Fine tune this model for text generation on my corpus

stefan-it / german-gpt2

German GPT-2 model

MIT License

32 stars 4 forks source link

Fine tune this model for text generation on my corpus #12

Open SudhanshuBlaze opened 2 years ago

SudhanshuBlaze commented 2 years ago

Our team is trying to build a solution for Bavarian Farmers and Consultants. So, I am trying to integrate text auto-completion in German language for documenting solutions. I want to FINE TUNE this model on my corpus for better text generation or text auto-completion. How can I do it? I am a newbie at transfer learning. Please help @stefan-it

stefan-it commented 2 years ago

Hi @SudhanshuBlaze ,

sorry for the late reply!

For fine-tuning this GPT-2 model, you can just follow the steps from the official Transformers documentation:

https://github.com/huggingface/transformers/tree/main/examples/pytorch/language-modeling#gpt-2gpt-and-causal-language-modeling

You just need to adjust the backbone model (passed via model_name_or_path) and your training and evaluation corpus (which can be a simple plain text file).

stefan-it commented 2 years ago

For better generation results, you should use the stefan-it/german-gpt2-larger model. Model card is available here: https://huggingface.co/stefan-it/german-gpt2-larger

SudhanshuBlaze commented 2 years ago

In --train_file I'll pass a simple .txt file with my big geman corpus text.

But what about this parameter? - - validation_file What should I pass here? I'm a total newbie in this field.
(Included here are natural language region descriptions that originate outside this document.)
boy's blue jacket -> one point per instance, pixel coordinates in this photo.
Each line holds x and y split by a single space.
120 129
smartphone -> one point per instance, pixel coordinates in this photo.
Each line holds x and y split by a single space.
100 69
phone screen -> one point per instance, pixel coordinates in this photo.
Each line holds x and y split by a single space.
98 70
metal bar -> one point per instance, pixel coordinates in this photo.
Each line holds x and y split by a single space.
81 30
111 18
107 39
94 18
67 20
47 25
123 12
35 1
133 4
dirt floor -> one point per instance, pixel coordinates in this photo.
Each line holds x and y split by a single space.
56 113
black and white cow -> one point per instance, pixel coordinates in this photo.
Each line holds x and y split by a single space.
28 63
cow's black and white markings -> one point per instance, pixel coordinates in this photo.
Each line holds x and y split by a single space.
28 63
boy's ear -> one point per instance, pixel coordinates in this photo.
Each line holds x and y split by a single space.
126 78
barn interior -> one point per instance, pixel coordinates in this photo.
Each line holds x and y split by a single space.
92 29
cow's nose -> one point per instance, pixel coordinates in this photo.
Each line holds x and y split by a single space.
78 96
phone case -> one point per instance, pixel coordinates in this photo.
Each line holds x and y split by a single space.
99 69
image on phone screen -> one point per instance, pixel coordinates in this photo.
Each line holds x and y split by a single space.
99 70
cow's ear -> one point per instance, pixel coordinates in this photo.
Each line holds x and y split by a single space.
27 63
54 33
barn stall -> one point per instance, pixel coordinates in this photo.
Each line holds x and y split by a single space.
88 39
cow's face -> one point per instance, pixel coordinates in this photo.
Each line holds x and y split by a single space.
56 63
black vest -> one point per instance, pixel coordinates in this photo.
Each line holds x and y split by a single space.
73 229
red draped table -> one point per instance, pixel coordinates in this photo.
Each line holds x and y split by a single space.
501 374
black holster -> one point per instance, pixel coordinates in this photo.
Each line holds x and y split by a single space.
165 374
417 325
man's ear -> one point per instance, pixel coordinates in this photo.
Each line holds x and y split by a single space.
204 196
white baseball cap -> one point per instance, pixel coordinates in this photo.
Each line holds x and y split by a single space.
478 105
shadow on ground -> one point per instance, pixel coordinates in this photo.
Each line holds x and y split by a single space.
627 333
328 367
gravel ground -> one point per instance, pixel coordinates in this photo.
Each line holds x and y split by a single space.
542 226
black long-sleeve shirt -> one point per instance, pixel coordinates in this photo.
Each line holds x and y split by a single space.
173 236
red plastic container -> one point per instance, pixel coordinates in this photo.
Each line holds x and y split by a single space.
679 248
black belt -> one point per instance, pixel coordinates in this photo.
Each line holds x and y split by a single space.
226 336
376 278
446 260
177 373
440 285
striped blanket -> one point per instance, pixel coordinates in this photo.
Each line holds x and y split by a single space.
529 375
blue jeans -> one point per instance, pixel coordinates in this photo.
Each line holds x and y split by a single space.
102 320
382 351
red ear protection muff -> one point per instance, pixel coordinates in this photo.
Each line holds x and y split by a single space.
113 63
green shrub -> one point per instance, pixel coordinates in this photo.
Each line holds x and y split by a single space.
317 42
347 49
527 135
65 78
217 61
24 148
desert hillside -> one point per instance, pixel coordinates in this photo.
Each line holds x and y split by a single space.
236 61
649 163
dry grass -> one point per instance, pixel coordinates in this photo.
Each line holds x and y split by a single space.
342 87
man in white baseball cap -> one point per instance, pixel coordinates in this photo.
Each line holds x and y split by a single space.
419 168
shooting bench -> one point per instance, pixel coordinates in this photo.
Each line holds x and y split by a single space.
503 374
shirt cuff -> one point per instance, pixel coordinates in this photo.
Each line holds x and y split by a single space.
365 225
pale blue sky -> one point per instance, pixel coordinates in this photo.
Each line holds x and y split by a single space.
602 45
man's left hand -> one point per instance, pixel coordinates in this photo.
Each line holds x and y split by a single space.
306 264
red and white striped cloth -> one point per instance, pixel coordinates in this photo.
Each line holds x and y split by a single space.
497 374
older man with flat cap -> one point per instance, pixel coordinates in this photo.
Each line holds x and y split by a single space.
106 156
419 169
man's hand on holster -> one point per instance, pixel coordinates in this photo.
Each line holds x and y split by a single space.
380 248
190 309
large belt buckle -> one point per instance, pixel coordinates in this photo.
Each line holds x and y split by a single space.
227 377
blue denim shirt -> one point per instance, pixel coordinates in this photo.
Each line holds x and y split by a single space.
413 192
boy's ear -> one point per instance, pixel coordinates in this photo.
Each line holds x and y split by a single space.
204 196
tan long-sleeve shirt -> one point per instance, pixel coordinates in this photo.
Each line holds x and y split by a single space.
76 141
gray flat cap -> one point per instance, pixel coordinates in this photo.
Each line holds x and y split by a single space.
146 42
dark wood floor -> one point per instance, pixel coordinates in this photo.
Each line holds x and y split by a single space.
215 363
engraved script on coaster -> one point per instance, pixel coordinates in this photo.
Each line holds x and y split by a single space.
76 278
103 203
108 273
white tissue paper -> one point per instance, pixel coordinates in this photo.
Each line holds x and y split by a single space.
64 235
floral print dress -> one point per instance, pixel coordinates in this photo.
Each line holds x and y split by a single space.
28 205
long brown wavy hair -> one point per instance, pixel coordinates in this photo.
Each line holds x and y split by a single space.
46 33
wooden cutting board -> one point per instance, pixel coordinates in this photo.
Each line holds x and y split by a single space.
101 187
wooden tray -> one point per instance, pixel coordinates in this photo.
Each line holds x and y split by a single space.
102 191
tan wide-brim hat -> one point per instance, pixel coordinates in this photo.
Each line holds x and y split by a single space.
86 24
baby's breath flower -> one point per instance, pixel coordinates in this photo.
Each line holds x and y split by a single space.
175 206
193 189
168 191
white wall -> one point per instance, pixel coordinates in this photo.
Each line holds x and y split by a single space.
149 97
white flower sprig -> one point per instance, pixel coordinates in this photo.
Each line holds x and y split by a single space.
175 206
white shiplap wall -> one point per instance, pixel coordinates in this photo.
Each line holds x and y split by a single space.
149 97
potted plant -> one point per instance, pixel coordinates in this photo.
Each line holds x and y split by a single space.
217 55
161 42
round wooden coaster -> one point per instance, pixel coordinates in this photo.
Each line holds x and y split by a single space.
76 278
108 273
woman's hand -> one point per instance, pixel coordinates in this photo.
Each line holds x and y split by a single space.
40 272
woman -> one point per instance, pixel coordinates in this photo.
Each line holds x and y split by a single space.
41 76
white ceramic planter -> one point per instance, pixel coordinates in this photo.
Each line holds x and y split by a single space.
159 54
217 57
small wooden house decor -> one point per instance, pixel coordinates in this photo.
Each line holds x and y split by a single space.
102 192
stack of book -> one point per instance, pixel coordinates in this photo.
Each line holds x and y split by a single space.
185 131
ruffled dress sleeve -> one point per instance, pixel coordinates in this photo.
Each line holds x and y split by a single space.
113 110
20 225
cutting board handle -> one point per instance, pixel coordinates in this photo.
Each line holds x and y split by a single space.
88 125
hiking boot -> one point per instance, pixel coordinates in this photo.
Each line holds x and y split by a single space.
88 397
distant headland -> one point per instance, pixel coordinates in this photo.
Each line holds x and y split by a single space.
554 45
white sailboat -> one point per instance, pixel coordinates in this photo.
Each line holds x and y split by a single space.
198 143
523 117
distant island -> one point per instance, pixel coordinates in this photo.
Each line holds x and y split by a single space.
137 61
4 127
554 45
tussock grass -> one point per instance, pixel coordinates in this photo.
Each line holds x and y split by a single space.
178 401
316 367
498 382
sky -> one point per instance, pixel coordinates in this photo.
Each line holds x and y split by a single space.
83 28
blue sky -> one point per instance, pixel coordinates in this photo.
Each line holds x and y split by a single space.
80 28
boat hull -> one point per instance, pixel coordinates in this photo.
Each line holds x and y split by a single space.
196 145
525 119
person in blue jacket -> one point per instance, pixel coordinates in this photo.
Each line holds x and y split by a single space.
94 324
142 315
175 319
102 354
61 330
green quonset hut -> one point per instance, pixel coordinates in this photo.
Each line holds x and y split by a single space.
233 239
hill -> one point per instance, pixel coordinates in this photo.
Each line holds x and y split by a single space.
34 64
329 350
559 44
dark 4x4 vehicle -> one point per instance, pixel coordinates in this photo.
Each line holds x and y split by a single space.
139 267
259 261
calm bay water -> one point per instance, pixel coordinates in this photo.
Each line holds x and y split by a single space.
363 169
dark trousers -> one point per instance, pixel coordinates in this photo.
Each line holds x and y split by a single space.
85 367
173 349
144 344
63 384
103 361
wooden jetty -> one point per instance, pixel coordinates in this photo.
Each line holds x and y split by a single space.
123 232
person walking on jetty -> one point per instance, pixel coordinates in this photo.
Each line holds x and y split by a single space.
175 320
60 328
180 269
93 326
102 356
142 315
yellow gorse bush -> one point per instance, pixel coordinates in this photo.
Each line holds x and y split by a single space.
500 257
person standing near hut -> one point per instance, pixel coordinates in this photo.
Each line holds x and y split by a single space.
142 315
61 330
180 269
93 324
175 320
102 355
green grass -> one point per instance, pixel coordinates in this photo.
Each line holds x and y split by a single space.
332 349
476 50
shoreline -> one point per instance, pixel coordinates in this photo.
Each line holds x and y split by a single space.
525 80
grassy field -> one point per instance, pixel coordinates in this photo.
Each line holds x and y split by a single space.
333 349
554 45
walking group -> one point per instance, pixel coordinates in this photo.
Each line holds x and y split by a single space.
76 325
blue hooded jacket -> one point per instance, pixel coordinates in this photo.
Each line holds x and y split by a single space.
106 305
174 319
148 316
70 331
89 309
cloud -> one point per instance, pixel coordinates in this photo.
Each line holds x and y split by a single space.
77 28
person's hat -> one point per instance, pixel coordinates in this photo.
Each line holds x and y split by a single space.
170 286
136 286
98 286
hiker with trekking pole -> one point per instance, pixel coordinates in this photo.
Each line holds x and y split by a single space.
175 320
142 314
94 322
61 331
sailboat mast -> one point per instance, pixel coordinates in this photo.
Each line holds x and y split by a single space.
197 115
Please help me.

stefan-it commented 2 years ago

Hi @SudhanshuBlaze , you can use e.g. 90% of training data as train_file and the other 10% as validation data validation_file to monitor the validation loss/accuracy during fine-tuning.

If you pass no argument for validation_file it will perform this sampling automatically:

https://github.com/huggingface/transformers/blob/main/examples/pytorch/language-modeling/run_clm.py#L314-L322

And you can control this percentage value via validation_split_percentage argument. So by default, 95% of you train_file text file will be used for fine-tuning and 5% as validation data.